Li hanno denominati «siti orfani», fanno quasi pena. Non hanno più i “genitori”. Il ricordo delle “padri” e delle “madri” degeneri si è smarrito nel corso del tempo ed ora quei “figli”, dislocati su tutto il territorio nazionale, vanno salvati. Dalla consunzione e dal degrado. Ad “adottarli” ci hanno pensato il Governo nazionale e, in particolare, il ministero della Transizione ecologica, con lo stanziamento di oltre 5 miliardi di euro nel Piano di ripresa e resilienza, destinati alla bonifica di ben 260 aree individuate in tutt’Italia.
Una ventina sono in Sicilia e, di queste, otto sono nel territorio comunale e nella provincia di Messina.
Ma cosa sono, in realtà, questi luoghi diventati “non luoghi”? Per “sito orfano” «un’area potenzialmente contaminata per la quale il responsabile dell'inquinamento non è individuabile o non provvede a tutti gli adempimenti normativi previsti. In tutti questi casi, l'onere degli interventi sostitutivi di bonifica, messa in sicurezza e ripristino ambientale è in carico alla pubblica amministrazione». Ciascuna Regione, o Provincia autonoma, provvede, secondo i propri criteri e coerentemente con le previsioni e pianificazioni rispettivamente già adottate in materia di bonifiche, all’individuazione dei «siti orfani» per i quali gli interventi oggetto del decreto risultano prioritari in riferimento al rischio ambientale e sanitario connesso. La Campania, ad esempio, he ha individuati 54. Dopo la scelta dei siti, dovranno seguire gli atti di programmazione negoziata (accordi di programma), nell’ambito dei quali sono specificamente individuate le risorse da trasferire in relazione a ciascun intervento, nonché le modalità di attuazione degli stessi, i soggetti pubblici che agiscono “ex officio”, le modalità di erogazione delle risorse e di rendicontazione delle spese. Tutto deve essere fatto entro il 2026, la data di scadenza per i progetti contenuti nel Pnrr.

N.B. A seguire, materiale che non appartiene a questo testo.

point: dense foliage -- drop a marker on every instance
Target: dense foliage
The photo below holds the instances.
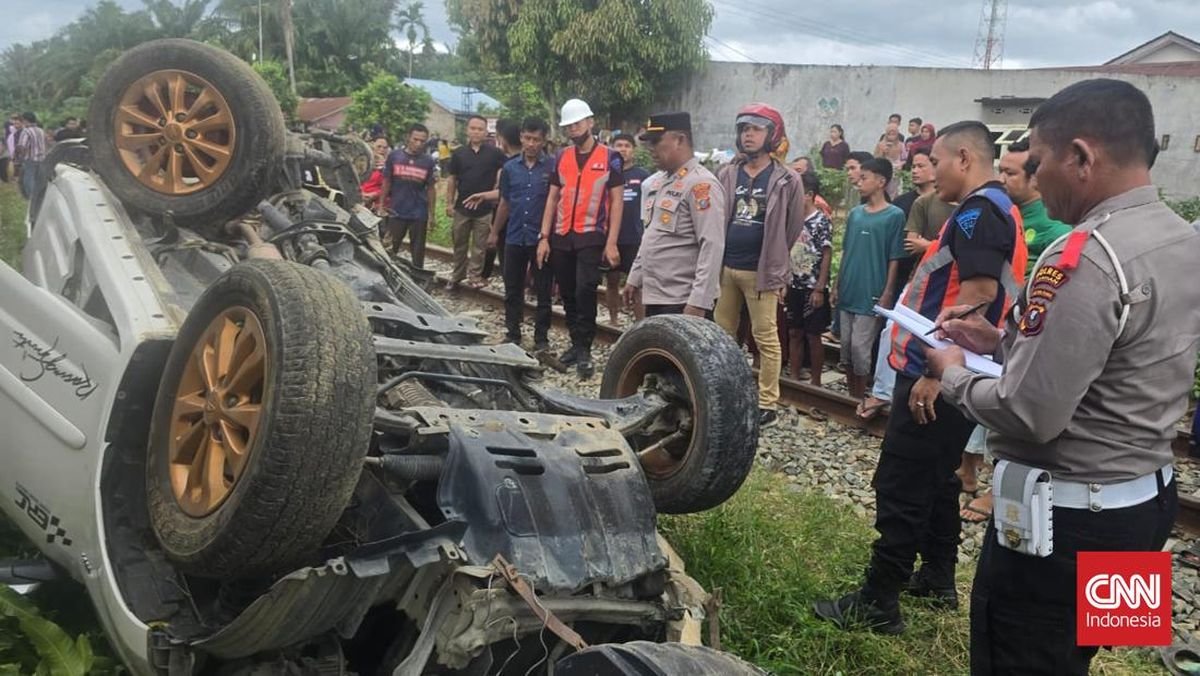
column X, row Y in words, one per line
column 389, row 102
column 337, row 46
column 618, row 54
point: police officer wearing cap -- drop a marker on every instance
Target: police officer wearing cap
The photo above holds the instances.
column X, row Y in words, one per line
column 1097, row 364
column 678, row 265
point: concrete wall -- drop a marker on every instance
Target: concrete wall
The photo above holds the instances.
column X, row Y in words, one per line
column 861, row 97
column 441, row 121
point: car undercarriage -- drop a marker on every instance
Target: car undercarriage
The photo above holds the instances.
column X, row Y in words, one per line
column 294, row 459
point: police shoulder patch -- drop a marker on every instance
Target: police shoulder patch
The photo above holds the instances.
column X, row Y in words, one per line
column 1050, row 276
column 967, row 220
column 1033, row 319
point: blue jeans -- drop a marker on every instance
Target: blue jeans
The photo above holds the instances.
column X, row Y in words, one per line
column 28, row 175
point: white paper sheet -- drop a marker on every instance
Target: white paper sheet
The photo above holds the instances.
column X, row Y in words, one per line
column 919, row 325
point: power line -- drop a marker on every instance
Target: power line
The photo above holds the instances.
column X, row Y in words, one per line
column 810, row 28
column 731, row 48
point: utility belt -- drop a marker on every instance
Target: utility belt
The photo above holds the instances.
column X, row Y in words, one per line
column 1025, row 498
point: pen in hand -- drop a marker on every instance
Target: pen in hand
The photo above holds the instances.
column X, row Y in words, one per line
column 963, row 316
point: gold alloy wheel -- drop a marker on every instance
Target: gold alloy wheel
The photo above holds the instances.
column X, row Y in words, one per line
column 174, row 132
column 665, row 456
column 217, row 410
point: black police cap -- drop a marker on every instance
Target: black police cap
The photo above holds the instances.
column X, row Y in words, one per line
column 663, row 123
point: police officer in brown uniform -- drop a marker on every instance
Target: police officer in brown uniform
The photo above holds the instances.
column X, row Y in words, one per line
column 678, row 267
column 1097, row 363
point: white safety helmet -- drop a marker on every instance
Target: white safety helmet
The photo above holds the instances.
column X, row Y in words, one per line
column 574, row 111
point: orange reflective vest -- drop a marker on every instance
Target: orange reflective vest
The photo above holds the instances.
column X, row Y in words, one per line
column 935, row 285
column 583, row 202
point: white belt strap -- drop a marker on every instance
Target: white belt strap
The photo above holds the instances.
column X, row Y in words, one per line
column 1096, row 497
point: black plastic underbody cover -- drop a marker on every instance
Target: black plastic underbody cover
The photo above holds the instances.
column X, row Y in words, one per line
column 643, row 658
column 565, row 503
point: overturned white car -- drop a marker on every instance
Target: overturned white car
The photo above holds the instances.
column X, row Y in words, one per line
column 264, row 449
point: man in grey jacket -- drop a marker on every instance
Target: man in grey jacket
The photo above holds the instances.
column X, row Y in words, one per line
column 678, row 264
column 765, row 216
column 1097, row 371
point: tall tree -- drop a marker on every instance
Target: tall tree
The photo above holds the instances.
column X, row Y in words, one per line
column 411, row 22
column 388, row 102
column 617, row 53
column 178, row 21
column 288, row 29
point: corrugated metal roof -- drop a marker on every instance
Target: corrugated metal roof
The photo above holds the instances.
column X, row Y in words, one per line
column 459, row 100
column 1170, row 69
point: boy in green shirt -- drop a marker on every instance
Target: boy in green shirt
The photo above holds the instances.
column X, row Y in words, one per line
column 870, row 257
column 1017, row 173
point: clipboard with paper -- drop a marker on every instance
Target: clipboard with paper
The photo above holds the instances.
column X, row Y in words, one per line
column 919, row 327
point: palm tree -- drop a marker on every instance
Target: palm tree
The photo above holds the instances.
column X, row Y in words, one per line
column 288, row 41
column 178, row 21
column 411, row 22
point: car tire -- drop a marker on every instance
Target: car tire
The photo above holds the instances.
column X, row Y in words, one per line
column 130, row 127
column 269, row 488
column 705, row 371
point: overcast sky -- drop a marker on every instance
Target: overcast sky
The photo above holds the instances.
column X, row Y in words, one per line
column 935, row 33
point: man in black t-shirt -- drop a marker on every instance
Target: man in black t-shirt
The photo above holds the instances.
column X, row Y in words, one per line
column 631, row 227
column 409, row 192
column 473, row 169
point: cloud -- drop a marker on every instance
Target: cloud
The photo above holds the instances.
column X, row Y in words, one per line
column 927, row 33
column 941, row 33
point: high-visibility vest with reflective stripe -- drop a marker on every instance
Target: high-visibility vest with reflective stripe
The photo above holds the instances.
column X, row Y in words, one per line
column 935, row 285
column 583, row 201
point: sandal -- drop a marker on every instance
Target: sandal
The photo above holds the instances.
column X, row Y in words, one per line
column 1181, row 659
column 869, row 411
column 1191, row 556
column 973, row 514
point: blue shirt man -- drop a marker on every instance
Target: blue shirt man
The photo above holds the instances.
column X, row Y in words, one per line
column 525, row 186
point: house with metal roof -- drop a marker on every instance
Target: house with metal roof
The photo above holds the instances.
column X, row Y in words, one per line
column 450, row 106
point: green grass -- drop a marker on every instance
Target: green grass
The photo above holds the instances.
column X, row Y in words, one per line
column 12, row 223
column 774, row 551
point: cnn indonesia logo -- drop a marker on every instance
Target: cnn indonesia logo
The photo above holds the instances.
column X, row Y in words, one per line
column 1125, row 598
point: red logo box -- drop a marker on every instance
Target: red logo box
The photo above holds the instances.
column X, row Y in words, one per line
column 1123, row 598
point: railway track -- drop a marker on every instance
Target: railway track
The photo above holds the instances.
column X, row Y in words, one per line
column 815, row 401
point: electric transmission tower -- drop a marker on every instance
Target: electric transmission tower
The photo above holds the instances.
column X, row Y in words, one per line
column 990, row 39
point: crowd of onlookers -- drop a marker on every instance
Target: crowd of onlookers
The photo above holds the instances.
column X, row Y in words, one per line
column 487, row 186
column 25, row 144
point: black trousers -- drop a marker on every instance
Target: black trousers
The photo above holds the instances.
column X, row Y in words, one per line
column 577, row 273
column 517, row 261
column 495, row 256
column 1023, row 608
column 415, row 231
column 917, row 495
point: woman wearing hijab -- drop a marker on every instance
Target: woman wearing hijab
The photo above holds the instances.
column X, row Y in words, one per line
column 923, row 141
column 835, row 151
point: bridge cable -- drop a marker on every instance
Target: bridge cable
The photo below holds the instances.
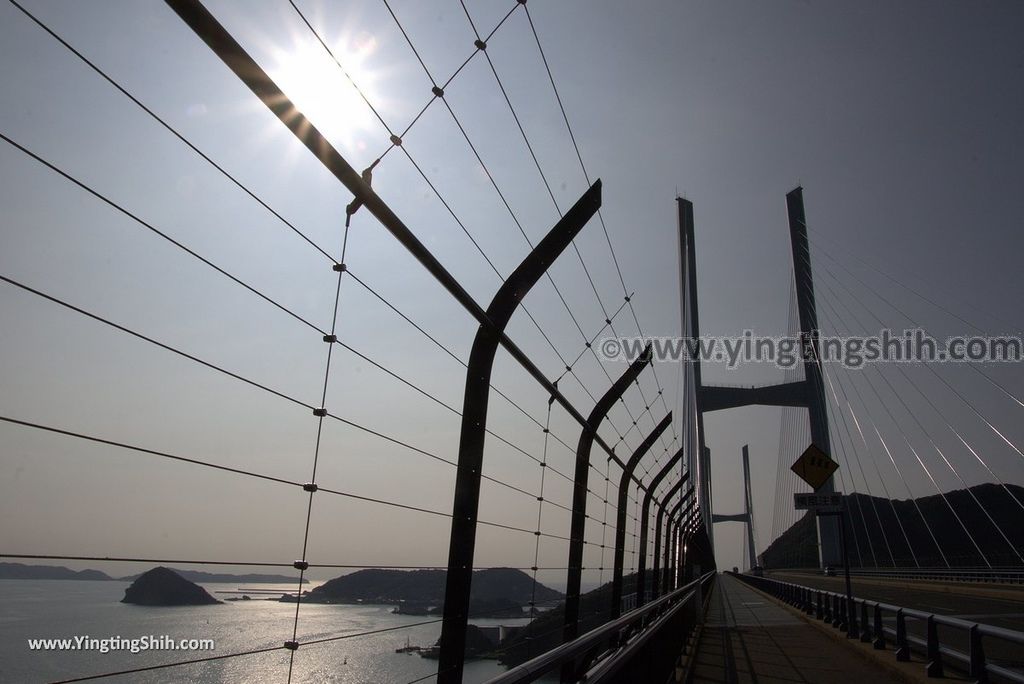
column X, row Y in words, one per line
column 941, row 455
column 935, row 445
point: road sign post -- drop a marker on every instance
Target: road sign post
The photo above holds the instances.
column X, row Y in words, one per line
column 815, row 467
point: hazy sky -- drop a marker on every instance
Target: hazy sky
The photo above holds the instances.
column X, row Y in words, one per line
column 902, row 122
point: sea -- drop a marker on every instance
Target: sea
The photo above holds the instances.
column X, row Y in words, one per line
column 57, row 608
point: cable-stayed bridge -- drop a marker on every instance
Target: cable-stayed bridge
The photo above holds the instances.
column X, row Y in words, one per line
column 360, row 397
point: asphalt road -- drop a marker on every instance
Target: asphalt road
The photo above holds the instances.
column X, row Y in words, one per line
column 967, row 602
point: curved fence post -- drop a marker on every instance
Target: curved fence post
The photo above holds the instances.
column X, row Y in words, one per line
column 645, row 524
column 658, row 525
column 467, row 489
column 570, row 628
column 621, row 510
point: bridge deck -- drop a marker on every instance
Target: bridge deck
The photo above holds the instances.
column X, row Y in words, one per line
column 750, row 638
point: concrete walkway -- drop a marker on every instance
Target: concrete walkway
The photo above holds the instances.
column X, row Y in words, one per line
column 750, row 638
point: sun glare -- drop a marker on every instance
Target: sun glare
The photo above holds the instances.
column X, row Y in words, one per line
column 320, row 89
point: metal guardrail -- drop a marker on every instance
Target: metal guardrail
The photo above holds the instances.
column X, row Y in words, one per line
column 601, row 654
column 973, row 574
column 1007, row 574
column 869, row 627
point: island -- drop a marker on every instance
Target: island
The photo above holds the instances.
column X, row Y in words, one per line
column 501, row 592
column 164, row 587
column 224, row 578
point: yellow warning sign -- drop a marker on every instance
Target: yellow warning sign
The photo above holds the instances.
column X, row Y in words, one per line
column 814, row 467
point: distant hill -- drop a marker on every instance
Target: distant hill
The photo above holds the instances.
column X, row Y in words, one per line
column 223, row 578
column 902, row 528
column 22, row 571
column 545, row 632
column 491, row 587
column 164, row 587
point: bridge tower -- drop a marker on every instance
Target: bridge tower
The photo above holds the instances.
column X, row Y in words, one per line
column 747, row 517
column 808, row 393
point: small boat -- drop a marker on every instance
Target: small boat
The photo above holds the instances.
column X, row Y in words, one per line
column 408, row 648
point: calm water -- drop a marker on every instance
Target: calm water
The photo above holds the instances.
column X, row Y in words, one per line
column 67, row 608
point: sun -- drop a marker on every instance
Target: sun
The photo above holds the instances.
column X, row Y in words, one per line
column 321, row 89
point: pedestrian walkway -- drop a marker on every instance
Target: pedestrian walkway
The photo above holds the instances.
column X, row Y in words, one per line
column 749, row 637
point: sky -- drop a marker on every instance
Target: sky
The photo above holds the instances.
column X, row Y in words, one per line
column 902, row 123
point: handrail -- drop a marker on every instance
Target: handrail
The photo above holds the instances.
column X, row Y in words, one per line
column 1008, row 574
column 554, row 658
column 832, row 606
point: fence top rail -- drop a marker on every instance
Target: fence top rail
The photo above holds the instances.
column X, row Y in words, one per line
column 987, row 630
column 530, row 670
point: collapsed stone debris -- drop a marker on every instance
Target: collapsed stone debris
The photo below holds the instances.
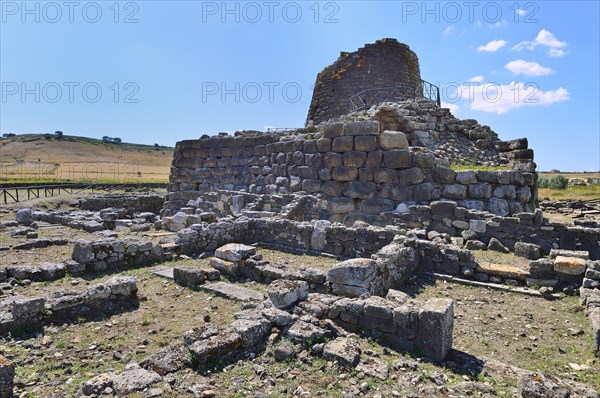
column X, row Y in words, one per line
column 389, row 193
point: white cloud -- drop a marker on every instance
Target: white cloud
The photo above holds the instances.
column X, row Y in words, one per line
column 492, row 46
column 520, row 67
column 546, row 39
column 557, row 53
column 453, row 107
column 499, row 99
column 499, row 24
column 448, row 31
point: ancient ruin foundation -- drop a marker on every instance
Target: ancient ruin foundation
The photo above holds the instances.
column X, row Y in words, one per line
column 341, row 249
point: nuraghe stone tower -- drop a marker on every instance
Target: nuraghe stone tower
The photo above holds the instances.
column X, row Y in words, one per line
column 366, row 165
column 378, row 67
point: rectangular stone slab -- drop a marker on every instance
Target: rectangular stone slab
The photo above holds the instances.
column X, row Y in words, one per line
column 232, row 291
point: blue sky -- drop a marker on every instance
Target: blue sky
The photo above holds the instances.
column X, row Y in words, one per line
column 159, row 72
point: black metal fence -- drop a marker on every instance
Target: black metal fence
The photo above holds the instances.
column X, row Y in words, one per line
column 18, row 193
column 400, row 92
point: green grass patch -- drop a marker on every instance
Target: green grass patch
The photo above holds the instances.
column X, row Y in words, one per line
column 578, row 192
column 472, row 166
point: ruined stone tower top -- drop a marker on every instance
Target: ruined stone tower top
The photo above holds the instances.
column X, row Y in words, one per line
column 387, row 69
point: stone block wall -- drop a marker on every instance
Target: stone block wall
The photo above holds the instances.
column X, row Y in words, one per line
column 384, row 64
column 106, row 254
column 361, row 240
column 133, row 203
column 409, row 325
column 22, row 314
column 358, row 170
column 7, row 375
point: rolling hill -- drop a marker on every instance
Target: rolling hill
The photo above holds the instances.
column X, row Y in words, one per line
column 45, row 157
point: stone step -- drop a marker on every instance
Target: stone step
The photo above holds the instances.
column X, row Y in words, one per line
column 164, row 272
column 233, row 292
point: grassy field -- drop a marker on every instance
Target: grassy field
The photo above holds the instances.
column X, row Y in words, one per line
column 34, row 158
column 579, row 193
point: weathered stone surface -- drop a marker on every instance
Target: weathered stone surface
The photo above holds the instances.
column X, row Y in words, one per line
column 397, row 296
column 354, row 158
column 343, row 350
column 190, row 277
column 253, row 332
column 411, row 176
column 340, row 205
column 83, row 251
column 342, row 144
column 569, row 265
column 318, row 239
column 498, row 206
column 285, row 293
column 235, row 252
column 225, row 267
column 436, row 322
column 478, row 226
column 480, row 191
column 134, row 379
column 355, row 272
column 25, row 216
column 502, row 270
column 455, row 191
column 389, row 140
column 305, row 332
column 7, row 374
column 396, row 159
column 344, row 173
column 359, row 189
column 466, row 177
column 168, row 360
column 284, row 351
column 496, row 245
column 365, row 143
column 232, row 291
column 528, row 250
column 97, row 385
column 370, row 127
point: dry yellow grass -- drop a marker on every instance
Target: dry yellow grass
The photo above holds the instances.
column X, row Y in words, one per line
column 33, row 157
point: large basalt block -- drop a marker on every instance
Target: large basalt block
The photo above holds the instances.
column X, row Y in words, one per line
column 411, row 176
column 359, row 189
column 436, row 323
column 344, row 173
column 370, row 127
column 396, row 159
column 342, row 144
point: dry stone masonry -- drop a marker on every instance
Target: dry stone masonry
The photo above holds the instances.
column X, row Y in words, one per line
column 386, row 64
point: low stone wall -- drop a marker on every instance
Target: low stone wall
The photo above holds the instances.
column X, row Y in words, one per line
column 449, row 217
column 321, row 236
column 151, row 202
column 410, row 325
column 100, row 255
column 357, row 167
column 22, row 314
column 7, row 375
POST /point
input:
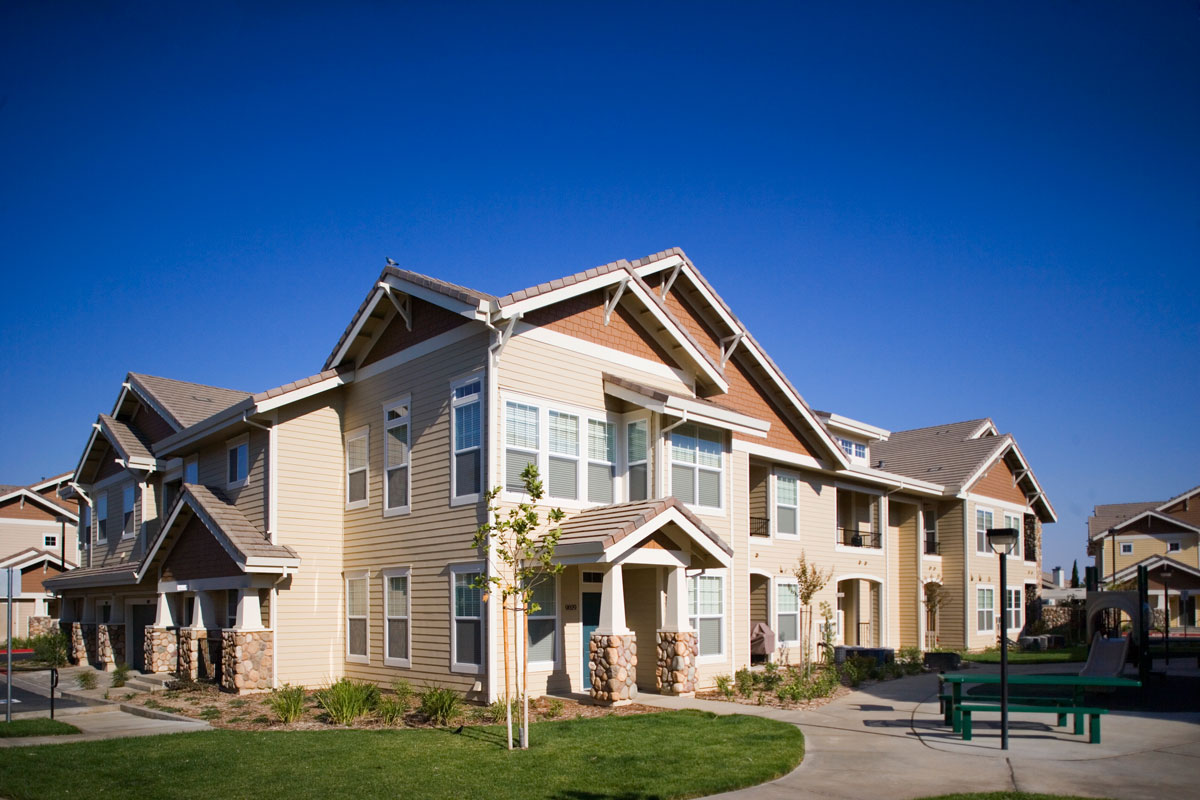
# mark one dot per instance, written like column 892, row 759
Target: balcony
column 855, row 537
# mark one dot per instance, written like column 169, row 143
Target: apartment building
column 324, row 528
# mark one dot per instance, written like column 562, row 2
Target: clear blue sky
column 925, row 212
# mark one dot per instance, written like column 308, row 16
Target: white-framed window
column 238, row 457
column 102, row 518
column 706, row 612
column 358, row 467
column 357, row 618
column 697, row 456
column 544, row 625
column 396, row 455
column 467, row 626
column 192, row 470
column 637, row 446
column 787, row 612
column 467, row 420
column 397, row 631
column 787, row 497
column 521, row 443
column 1014, row 522
column 1014, row 609
column 983, row 522
column 601, row 462
column 985, row 609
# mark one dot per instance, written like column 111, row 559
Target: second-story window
column 696, row 456
column 358, row 458
column 396, row 456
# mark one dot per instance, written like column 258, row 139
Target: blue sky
column 927, row 212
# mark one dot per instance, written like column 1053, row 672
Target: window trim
column 234, row 444
column 455, row 403
column 364, row 576
column 407, row 402
column 453, row 571
column 361, row 432
column 387, row 575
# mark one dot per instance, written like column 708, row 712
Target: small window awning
column 664, row 528
column 685, row 408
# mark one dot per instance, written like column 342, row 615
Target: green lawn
column 670, row 755
column 35, row 727
column 1031, row 657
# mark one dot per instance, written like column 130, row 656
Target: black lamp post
column 1001, row 540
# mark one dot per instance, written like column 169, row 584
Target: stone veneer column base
column 676, row 672
column 612, row 661
column 246, row 660
column 161, row 649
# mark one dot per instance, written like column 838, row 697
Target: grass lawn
column 1031, row 657
column 670, row 755
column 36, row 727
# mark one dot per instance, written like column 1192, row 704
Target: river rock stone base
column 161, row 649
column 677, row 662
column 612, row 661
column 246, row 660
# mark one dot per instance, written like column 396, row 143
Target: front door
column 591, row 617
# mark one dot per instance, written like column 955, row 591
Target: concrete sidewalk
column 887, row 741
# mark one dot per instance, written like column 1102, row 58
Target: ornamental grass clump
column 346, row 701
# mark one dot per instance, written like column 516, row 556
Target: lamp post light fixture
column 1001, row 541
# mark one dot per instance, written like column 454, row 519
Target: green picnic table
column 954, row 714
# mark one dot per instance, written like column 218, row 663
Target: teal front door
column 591, row 617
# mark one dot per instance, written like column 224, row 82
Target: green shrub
column 346, row 699
column 120, row 675
column 287, row 702
column 443, row 704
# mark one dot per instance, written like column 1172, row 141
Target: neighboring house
column 324, row 528
column 1161, row 535
column 39, row 535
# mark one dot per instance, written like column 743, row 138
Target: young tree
column 525, row 559
column 810, row 579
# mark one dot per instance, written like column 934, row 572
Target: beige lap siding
column 309, row 630
column 432, row 535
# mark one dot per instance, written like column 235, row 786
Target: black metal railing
column 855, row 537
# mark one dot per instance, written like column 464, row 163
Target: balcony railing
column 855, row 537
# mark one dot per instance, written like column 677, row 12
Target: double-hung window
column 706, row 611
column 396, row 615
column 983, row 522
column 985, row 609
column 601, row 461
column 129, row 495
column 358, row 458
column 357, row 618
column 786, row 500
column 696, row 461
column 563, row 479
column 637, row 443
column 396, row 456
column 102, row 518
column 466, row 400
column 467, row 629
column 1014, row 617
column 544, row 625
column 521, row 441
column 787, row 612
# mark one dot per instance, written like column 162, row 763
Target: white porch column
column 612, row 603
column 250, row 612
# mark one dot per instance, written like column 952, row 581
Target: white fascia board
column 286, row 398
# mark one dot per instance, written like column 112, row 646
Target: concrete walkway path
column 887, row 741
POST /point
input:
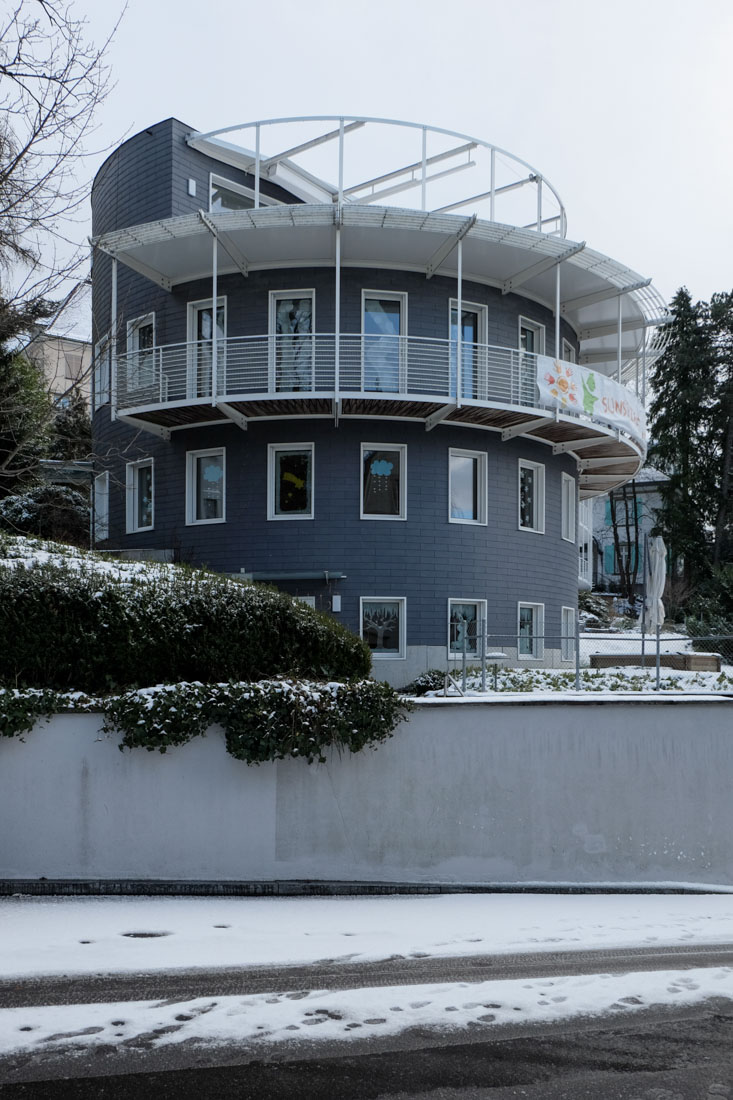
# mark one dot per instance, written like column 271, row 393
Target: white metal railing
column 326, row 364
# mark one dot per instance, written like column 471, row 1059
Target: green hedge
column 81, row 628
column 265, row 721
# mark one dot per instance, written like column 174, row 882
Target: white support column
column 621, row 314
column 557, row 311
column 215, row 342
column 112, row 342
column 459, row 311
column 256, row 166
column 340, row 166
column 337, row 316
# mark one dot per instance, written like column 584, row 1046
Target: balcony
column 244, row 378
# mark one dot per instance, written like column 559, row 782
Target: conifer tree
column 682, row 421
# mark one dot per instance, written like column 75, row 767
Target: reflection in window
column 206, row 480
column 382, row 487
column 381, row 626
column 467, row 481
column 382, row 327
column 465, row 627
column 294, row 342
column 293, row 482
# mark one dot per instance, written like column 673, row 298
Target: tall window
column 531, row 629
column 139, row 495
column 568, row 521
column 383, row 625
column 290, row 481
column 200, row 340
column 384, row 321
column 205, row 486
column 473, row 358
column 101, row 506
column 467, row 477
column 141, row 341
column 101, row 381
column 467, row 620
column 532, row 496
column 292, row 320
column 383, row 481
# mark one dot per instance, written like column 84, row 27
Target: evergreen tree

Il decreto prevede «attività di rimozione dei rifiuti; interventi relativi alle strutture edilizie e impiantistiche; interventi di bonifica disciplinati da leggi speciali; interventi di bonifica e ripristino ambientale delle aree caratterizzate da inquinamento diffuso». Le zone individuate nel Messinese si dividono tra città e provincia.
Le aree dislocate nel capoluogo sono tre
1) I siti inquinati della Zona falcata, oggetto attualmente del piano di caratterizzazione affidato dall’Autorità di sistema portuale dello Stretto alla società statale Sogesid. È la superficie più vasta: 700 mila metri quadrati. 2) L’ex Sanderson, l’area produttiva industriale dismessa di Pistunina, 75mila metri quadrati. 3) La discarica dismessa di Vallone Guidari a Larderia, 15mila mq.
I “siti orfani” della provincia
1) La discarica dismessa di contrada Formaggiara a Tripi. 2) Un’altra discarica dismessa, quella di contrada Zuppa a Mazzarrà Sant’Andrea, di 200mila metri quadri. 3) La discarica dismessa del torrente Abramo, a Santa Teresa di Riva. 4) La discarica dismessa di Piano Ciaddo a Nizza di Sicilia. 5) La discarica dismessa di contrada San Giuseppe a Merì.